I understand the negative views of the area surrounding the Eiffel Tower and also that they can’t solely be combatted by the fact that, if you stand in just the right place, the view looks exactly like the above—like Paris in all its genius planning, activity, and glory.  It has always seemed to me that the Tower itself represents a useful historical intersection of the strife-filled years of the nineteenth-century that preceded its construction in 1889 and the coming uninhibited technological modernity whose beginnings remain apparent in its lacy ironwork and, for Paris, its exceptional stature.  To object to the tourist fashioning of its superficial symbolism is one complaint, but it’s worth considering how Paris itself has used this structure to characterize the city in popular media.  Any quick survey of Eiffel Tower history will tell you about its origins in the Exposition Universelle (the same one that inspired Gauguin to head to the South Pacific), its continued prominence in the advent of film and avant-garde theater in the early twentieth century, and then describe how it still serves as central to aspects of French cultural life—including the Bastille Day fireworks that crown the Tower in fire and colored lights every July 14th.

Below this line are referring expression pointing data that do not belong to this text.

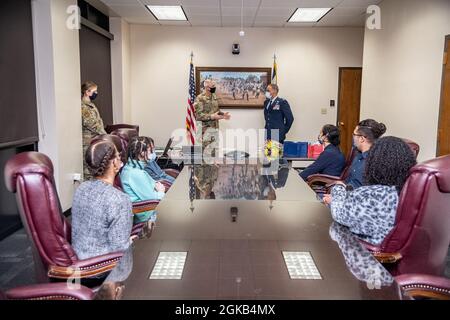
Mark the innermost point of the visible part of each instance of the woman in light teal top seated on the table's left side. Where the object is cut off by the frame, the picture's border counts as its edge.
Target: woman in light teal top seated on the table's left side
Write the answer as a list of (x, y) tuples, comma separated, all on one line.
[(136, 182)]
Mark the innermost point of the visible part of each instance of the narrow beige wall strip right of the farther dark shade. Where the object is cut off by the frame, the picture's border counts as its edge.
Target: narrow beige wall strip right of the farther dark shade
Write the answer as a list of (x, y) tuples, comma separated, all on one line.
[(120, 65)]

From that history, I believe it is possible to find peace in the shadow of the Eiffel Tower.  The lawn at the Trocadéro is one of the few non-museum places in Paris that I have returned to again and again, bringing a book to read for awhile and absorb the bustling city.  I like watching the Tower change, knowing that the hours are passing when the cannons at the Trocadéro majestically fire and splash water all over the lawn or the Tower sparkles and everyone “oohs” and “ahhs” together.  Even as I dodge the men selling tacky metal keychains and grasp harder at my purse, the Eiffel Tower grounds my professional expertise in the fascination I feel for France and its art and culture.